Gaslighting is a term that has become popular in the last few years, something that has been thrown around in the correct and, sometimes, incorrect scenarios.
To make sure we get off on the right footing, here is an Oxford dictionary explained breakdown;
gerund or present participle: gaslighting
· Manipulate (someone) by psychological means into doubting their own sanity.
Pretty awful hey? I feel the majority of us have been gaslighted at least once in our lives, but the biggest question is, how were we unable to see it? Can it be triggered, or worsened by social media?
From gut instincts to curious private behaviour with phones, to being told or witnessing it first-hand, there is always a reason the gaslighting behaviour begins. This is then likely to be met with terms such as “you’re crazy”, “don’t be ridiculous”, “you’re so dramatic” “you’re paranoid’ and other such things. From personal experience to stories across the board, the majority result has turned out to be that the person being gaslighted is usually bang on the money.
We at HOI want to know why we go against our innate ability to read a person, or even witness things and be told things to our faces, and still end up in a situation where we doubt our own sanity.
We spoke with relationship and couples’ counsellor Imogen Ellis-Jones about where gaslighting comes from, what she thinks, and turns out, it’s much deeper than we thought…
“Gaslighting, or transference, is very common in relationships. The person performing the gaslighting behaviour is doing so because they can’t, or don’t want to spot their own problems, so they hide them by making their partner feel vulnerable, so they don’t have to acknowledge them. The victim in this situation, however, is not completely blameless. They act as part of the “game”, if you like.
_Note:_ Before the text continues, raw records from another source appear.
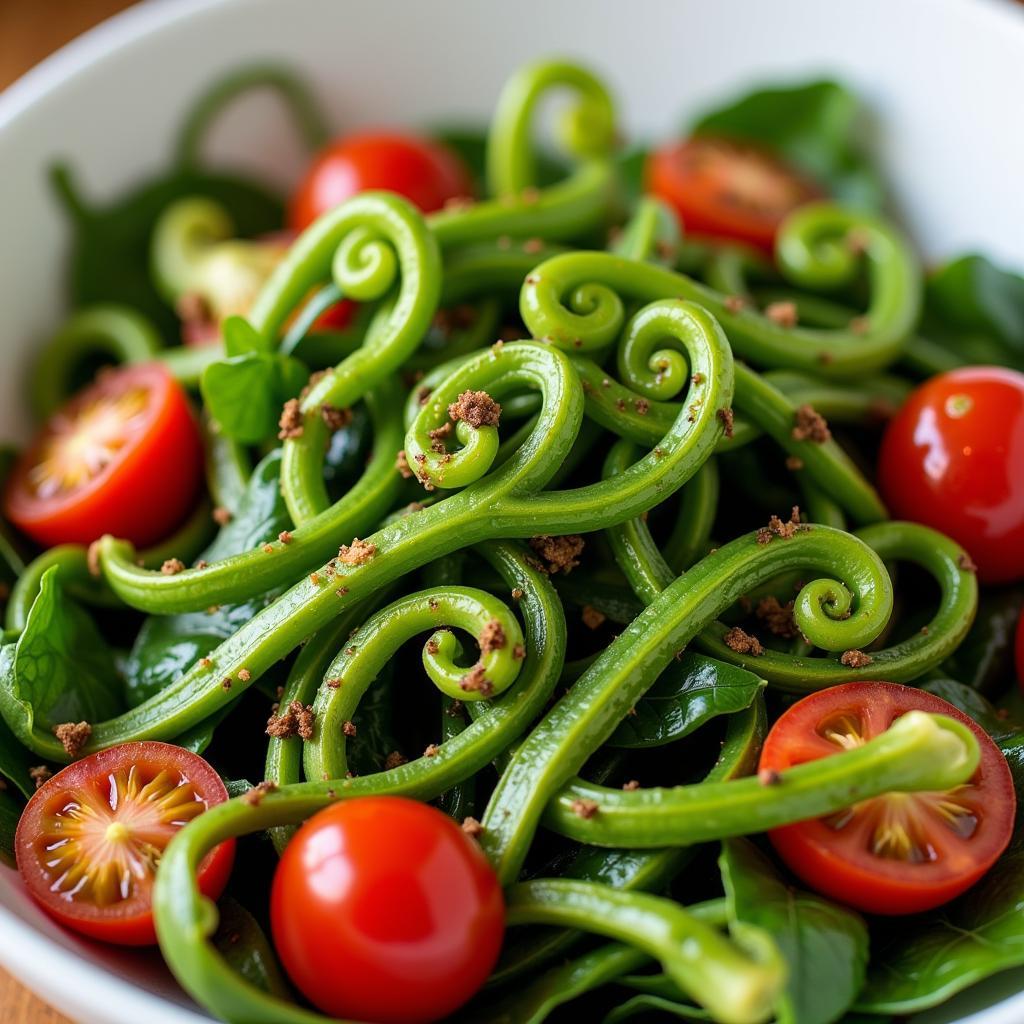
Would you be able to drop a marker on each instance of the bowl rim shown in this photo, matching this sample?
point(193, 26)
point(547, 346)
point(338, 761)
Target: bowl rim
point(55, 972)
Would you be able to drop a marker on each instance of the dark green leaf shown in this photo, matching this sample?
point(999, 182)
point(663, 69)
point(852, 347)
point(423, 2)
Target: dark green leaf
point(825, 945)
point(111, 251)
point(245, 393)
point(167, 645)
point(62, 670)
point(814, 126)
point(935, 955)
point(689, 692)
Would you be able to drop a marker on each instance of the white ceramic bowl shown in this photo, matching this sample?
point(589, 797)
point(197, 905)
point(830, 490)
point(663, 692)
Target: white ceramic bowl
point(944, 77)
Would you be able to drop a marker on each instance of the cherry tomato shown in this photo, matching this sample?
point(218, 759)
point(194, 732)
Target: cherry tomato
point(383, 909)
point(952, 458)
point(726, 189)
point(899, 853)
point(90, 839)
point(425, 172)
point(123, 457)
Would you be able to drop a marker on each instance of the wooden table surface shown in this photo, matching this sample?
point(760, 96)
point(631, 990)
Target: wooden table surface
point(29, 31)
They carry on in the relationship waiting for it to be “OK” again, when it is unlikely to be long term. This may have stemmed from witnessing similar behaviours in the family, so the 10 minutes of ok, feels safe and familiar. Each situation differs from frustrations and annoyance to full blown manipulation and abuse. The key to cutting the cycle of behaviour is actually in the victim, the gaslighting cannot continue if they leave. Of course, it isn’t always as easy as it sounds, as domestic abuse victims become shells of themselves with these sorts of tactics, but the power is with them.”
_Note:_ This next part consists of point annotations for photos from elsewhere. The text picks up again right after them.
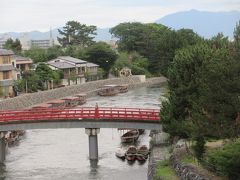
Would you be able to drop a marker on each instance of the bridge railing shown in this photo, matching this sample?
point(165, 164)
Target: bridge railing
point(79, 113)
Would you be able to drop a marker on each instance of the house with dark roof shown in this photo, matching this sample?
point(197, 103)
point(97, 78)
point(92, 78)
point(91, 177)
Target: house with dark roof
point(6, 73)
point(74, 70)
point(21, 64)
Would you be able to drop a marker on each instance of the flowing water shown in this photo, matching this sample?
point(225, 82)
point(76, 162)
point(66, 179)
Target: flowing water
point(62, 154)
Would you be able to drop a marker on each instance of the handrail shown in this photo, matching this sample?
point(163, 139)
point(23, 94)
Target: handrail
point(49, 114)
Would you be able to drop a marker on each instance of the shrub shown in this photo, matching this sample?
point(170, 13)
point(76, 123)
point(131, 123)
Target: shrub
point(225, 161)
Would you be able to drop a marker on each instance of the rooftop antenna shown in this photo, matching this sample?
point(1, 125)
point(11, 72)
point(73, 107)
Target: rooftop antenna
point(51, 37)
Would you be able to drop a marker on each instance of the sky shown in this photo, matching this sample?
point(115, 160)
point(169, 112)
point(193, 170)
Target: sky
point(28, 15)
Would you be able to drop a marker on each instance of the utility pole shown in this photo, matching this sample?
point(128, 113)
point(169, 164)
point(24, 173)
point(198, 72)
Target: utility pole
point(26, 87)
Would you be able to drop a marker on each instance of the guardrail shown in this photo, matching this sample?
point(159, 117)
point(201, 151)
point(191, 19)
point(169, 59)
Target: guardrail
point(50, 114)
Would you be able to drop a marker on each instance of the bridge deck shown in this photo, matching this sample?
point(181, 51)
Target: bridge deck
point(106, 113)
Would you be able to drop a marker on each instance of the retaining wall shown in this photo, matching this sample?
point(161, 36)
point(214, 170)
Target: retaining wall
point(90, 88)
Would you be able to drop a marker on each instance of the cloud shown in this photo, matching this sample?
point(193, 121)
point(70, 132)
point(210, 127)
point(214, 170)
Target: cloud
point(26, 15)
Ladies and gents, powerful, informative, and also quite dark words. A casual term that gets thrown around has a deeper impact than we may have given credit for. Do we think social media plays a part? I think it’s safe to say that with swiping, double tapping, disappearing photos and passwords and secret apps, I think it’s safe to say that yes, it does.
We here at HOI recommend, whether it is a base level deflection tactic or a full-blown manipulation; sit back and tap into yourselves. If you have an inkling that you might be being gaslighted, raise it with them, with a friend, with a therapist, stay safe, and trust your instincts.